Champions Trophy 2017 June 11, 2017

IPL increases exposure to big moments of play - Stokes

What stood out about Ben Stokes' century against Australia was that he took his time to build an innings secure in his knowledge that he had the power and range of shots to make up time later in the chase © Getty Images

Experience of playing in the IPL helped Ben Stokes compile the "best innings" of his ODI career to date, against Australia at Edgbaston.

Stokes plundered an unbeaten century - a career-best 102 - as England overcame a sticky start to their run-chase to secure victory and sentence Australia to an early departure from the Champions Trophy.

Stokes had only once previously made fifty - an innings of 69 when England defeated Pakistan at Leeds in 2016 - when batting second in an ODI. And so powerful and clean was Stokes' hitting against Australia, it earned praise from Virat Kohli on Twitter.

Afterwards, as well as crediting the big-match exposure of the IPL, Stokes also suggested the insight of working alongside other top players at the tournament had contributed to his improvement.

"I think that was my best innings in terms of chasing," Stokes said. "I don't think my record is too flash in terms of chasing for England in ODI cricket. It's also nice on a personal level to be there at the end of a chase.

"The whole thing with the IPL is the exposure you get to big moments in games playing in front of a huge crowd all the time. You get exposed to those situations more.

"At Edgbaston we were 35 for 3 but you can just mentally look back to a time in the past and reflect on that and also take confidence in knowing that you have been in that situation before and done well.

"You play against the best players in the world, whether batsmen or bowlers. Knowing that you have done well coming into a tournament like this it gives you confidence that you can do well against some of the world's best batsmen and bowlers."

Stokes enjoyed a successful first season in the IPL. Going into the tournament under some pressure as the most expensive pick in the auction - he was bought by Rising Pune Supergiant for £1.7m - he finished with a maiden T20 century (against Gujarat Lions), 12 wickets and some outstanding displays of fielding to earn the Most Valuable Player award. And, among the top players he rubbed shoulders with while he was there was Australia captain, Steven Smith, who suggested a minor technical change.

"He just gave a little tip out in India, something on my technique, something that he felt could help me with," Stokes said. "Just that I was losing my backside a bit when I was hitting.

"I am always trying to get better as a player, no matter how things are going.

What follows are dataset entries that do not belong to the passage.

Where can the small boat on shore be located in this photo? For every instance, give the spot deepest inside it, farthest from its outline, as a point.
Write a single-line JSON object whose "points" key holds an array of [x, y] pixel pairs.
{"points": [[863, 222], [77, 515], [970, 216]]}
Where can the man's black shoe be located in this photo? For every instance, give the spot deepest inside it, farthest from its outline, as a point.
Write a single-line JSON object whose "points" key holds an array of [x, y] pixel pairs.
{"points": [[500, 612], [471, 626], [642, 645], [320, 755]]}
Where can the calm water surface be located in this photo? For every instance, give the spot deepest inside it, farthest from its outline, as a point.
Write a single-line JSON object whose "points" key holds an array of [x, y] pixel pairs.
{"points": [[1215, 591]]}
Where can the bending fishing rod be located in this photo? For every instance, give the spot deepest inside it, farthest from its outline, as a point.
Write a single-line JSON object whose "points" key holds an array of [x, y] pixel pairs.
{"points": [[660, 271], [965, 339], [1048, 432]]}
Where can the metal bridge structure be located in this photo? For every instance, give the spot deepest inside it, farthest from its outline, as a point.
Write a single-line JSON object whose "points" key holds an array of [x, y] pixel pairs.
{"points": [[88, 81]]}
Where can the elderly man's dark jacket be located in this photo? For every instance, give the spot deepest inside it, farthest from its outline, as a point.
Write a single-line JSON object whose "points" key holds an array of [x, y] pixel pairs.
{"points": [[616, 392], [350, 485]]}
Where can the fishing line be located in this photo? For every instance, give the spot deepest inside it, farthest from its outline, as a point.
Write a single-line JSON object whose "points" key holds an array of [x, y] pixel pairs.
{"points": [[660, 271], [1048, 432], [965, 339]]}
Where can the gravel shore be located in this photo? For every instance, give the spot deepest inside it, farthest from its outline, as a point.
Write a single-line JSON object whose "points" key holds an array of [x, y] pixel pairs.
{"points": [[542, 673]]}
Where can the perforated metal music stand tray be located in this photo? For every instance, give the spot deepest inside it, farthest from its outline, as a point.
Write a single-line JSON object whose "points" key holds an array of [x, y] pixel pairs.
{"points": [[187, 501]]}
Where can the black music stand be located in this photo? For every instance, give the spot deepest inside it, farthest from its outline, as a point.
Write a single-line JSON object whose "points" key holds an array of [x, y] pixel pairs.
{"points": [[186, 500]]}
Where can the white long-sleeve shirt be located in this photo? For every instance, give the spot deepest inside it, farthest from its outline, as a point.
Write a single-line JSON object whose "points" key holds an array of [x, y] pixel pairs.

I'm always trying to expand my game and look into how I can hit more areas or bowl different balls or whatever it is. I'm always looking to learn and am never happy with how I am going. I think once you get comfortable with what you are offering it is dangerous territory to be in."

The most noticeable aspect of Stokes' batting on Saturday was his composure. Whereas, in the past, he might have become flustered by the match situation or the number of dot balls he faced against a decent Australia attack, on this occasion he gave himself the time to build an innings secure in the knowledge that he had the power and range of strokes to make up time.

"I didn't put any pressure on myself," Stokes said. "I knew I could catch up. Obviously having someone like Eoin Morgan at the other end, playing like he is does, takes the pressure off. He is always looking to be positive and I think we are boundary-hitters, so we know that if we have a few dot balls it is not going to faze us too much.

"We are always going to try to take the positive route regardless of the start that we get, play every good ball on its merit but at the same time we know we have got to be aggressive and on the front foot because that is what has made us such a dangerous team. Being 35 for 3 doesn't mean there is any real reason for us to change that."

Despite the praise for England's batting, Stokes was keen to credit the bowlers for their part in England's success. He praised Mark Wood and Adil Rashid, in particular, with both men bagging four-wicket hauls as England again found a way to claim wickets in the middle-over period during which other attacks have struggled to make much of an impression. He also confirmed that his knee, a source of concern going into the tournament, was giving him no trouble.

"There will probably be quite a lot of write-ups about how we chased," he said. "But the fact that the bowlers managed to restrict Australia to under 300 - when at one stage it looked as if they might score 340 - was credit to how we bowled, for Woody and Rash to get four wickets each on that wicket with that boundary."

"My bowling is obviously not back to where I want it to be but I am trying and training to get it back to where I want it to be. My knee is good. The confidence is there now knowing that I am not going to have to worry about it."

England, the only unbeaten side in the competition, took Sunday off and will resume training on Monday in Cardiff. Their semi-final takes place there on Wednesday.